Hoy he ido al banco y me ha atendido un ama de casa con rulos, bata y pantuflas. A su lado había una princesa de Las Mil y Una Noches, y al otro lado un duende. Por detrás, un conejo llevaba papeles de un lado a otro y una pareja de gangsters de los años 20 hablaba con una india, perdón, una nativa americana. Es Halloween. En la puerta ha aparecido un cartel que dice que quienes lleven una máscara de Halloween se la quiten antes de entrar o Seguridad lo hará.

En el restaurante thai había una familia americana muy típica comiendo sin quitar ojo del ventanal; habían ido sólo para poder ver los disfraces que lleva la gente por la calle. No han tenido mucha suerte; sólo ha pasado un motero vestido de negro con una máscara de «El Motorista Fantasma». El resto no llegaba más que a llevar gorros estrafalarios.

Por la tarde he estado haciendo un nudo de soga en un trozo de cuerda que me ha traído una amiga para su disfraz de Sarah Good, post-sentencia. En el camino al laboratorio alguien ha echado sobre un arbusto un trozo de tela en forma de fantasma simpático, tapando la pequeña estatua de un angelito tristón que se desmigaja lentamente a la sombra húmeda del seto. Todos los ginkgos de la calle 30 han perdido las hojas a la vez, de sopetón, quizá del susto.

Esta noche los niños salen a pedir dulces por las casas. Supongo yo, vaya, porque lo cierto es que no se oye nada fuera, ni voces, ni risas, ni imitaciones de aullidos terroríficos más o menos afortunadas. Mi jefe se ha ido con sus nietos a Portland para esta actividad; se ve que han dejado Corvallis por imposible.

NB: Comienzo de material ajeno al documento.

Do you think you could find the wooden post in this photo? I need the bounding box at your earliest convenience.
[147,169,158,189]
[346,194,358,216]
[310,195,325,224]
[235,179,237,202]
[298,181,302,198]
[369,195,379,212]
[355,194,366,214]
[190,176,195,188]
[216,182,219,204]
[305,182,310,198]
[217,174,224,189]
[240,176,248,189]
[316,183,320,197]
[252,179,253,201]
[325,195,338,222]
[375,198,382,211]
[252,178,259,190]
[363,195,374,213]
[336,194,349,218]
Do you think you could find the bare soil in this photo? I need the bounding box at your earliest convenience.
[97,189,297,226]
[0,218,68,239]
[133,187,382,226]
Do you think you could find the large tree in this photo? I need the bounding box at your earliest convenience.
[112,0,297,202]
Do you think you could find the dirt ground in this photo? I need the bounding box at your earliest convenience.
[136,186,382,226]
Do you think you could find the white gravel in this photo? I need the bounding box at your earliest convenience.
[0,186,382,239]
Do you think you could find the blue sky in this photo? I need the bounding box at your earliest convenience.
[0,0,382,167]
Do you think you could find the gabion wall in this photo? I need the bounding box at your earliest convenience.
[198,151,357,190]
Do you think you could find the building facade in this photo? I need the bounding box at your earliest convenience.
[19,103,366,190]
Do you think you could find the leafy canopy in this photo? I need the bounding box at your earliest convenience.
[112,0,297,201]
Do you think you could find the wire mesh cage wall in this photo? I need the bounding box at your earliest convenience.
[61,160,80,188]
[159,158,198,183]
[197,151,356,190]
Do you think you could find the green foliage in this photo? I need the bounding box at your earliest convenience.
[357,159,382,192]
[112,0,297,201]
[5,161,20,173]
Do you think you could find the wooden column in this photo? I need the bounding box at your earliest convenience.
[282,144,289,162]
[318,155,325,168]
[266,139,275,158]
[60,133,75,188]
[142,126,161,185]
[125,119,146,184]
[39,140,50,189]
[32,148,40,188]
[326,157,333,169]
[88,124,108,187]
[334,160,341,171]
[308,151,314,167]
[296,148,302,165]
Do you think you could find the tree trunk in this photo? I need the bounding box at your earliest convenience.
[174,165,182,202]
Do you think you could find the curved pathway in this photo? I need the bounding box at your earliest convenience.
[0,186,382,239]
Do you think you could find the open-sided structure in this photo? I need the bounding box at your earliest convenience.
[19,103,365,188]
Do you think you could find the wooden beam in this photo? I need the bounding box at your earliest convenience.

Mañana no quedará ni rastro de Halloween; todos los estantes de los supermercados estarán ocupados por mercancías para el día de Acción de Gracias, y las decoraciones terrorífico-festivas habrán desaparecido casi del todo, excepto por algunos fragmentos de calabazas rotas, naranja brillante contra las calles cubiertas de mosaicos de hojas multicolores que en nada tienen que envidiar a los de Bizancio.